Tam A W, White R, Yarbough P O, Murphy B J, McAtee C P, Lanford R E, Fuerst T R
Department of Molecular Virology, Genelabs Technologies, Redwood City, California 94063, USA.
Virology. 1997 Nov 10;238(1):94-102. doi: 10.1006/viro.1997.8817.
An in vitro model was developed to replicate hepatitis E virus (HEV) in normal primary cynomolgus macaque hepatocytes using a hormonally defined, serum-free medium formulation. Primary hepatocytes were infected in tissue culture following isolation by collagenase treatment of liver wedge biopsy material. Viral replication was monitored by a highly strand-specific reverse transcription-polymerase chain reaction (RT-PCR) assay, which could detect the positive- and negative-strands of HEV RNA independently in a sensitive and specific manner. Several infectious HEV (Burma strain) inocula were titered by this RT-PCR assay, and a minimum effective infectious dose was determined. Appearance of newly replicated virus was demonstrated by detection of both strands of HEV RNA in experimentally infected hepatocytes as well as the genomic positive-strand viral RNA in the culture medium. Infectivity of the virus particles present in the media was confirmed by serial passage and replication of the virus in culture. Using this in vitro infection system, a neutralization assay was developed to assess the ability of anti-HEV antibodies to block virus infection of liver cells. Results presented in this report represent the first in vitro demonstration of a neutralizing anti-HEV antibody directed against the ORF2-encoded putative capsid protein.
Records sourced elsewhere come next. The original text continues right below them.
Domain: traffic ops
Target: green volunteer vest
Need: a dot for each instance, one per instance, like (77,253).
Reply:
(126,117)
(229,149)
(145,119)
利用一种激素定义的无血清培养基配方,开发了一种体外模型,用于在正常原代食蟹猴肝细胞中复制戊型肝炎病毒(HEV)。通过胶原酶处理肝楔形活检材料分离出原代肝细胞后,将其在组织培养中进行感染。通过一种高度链特异性逆转录聚合酶链反应(RT-PCR)检测法监测病毒复制,该检测法能够以灵敏且特异的方式独立检测HEV RNA的正链和负链。通过这种RT-PCR检测法对几种传染性HEV(缅甸株)接种物进行了滴定,并确定了最小有效感染剂量。通过在实验感染的肝细胞中检测HEV RNA的两条链以及培养基中的基因组正链病毒RNA,证实了新复制病毒的出现。通过病毒在培养中的连续传代和复制,证实了培养基中存在的病毒颗粒的感染性。利用这种体外感染系统,开发了一种中和试验,以评估抗HEV抗体阻断肝细胞病毒感染的能力。本报告中呈现的结果代表了针对ORF2编码的假定衣壳蛋白的中和抗HEV抗体的首次体外证明。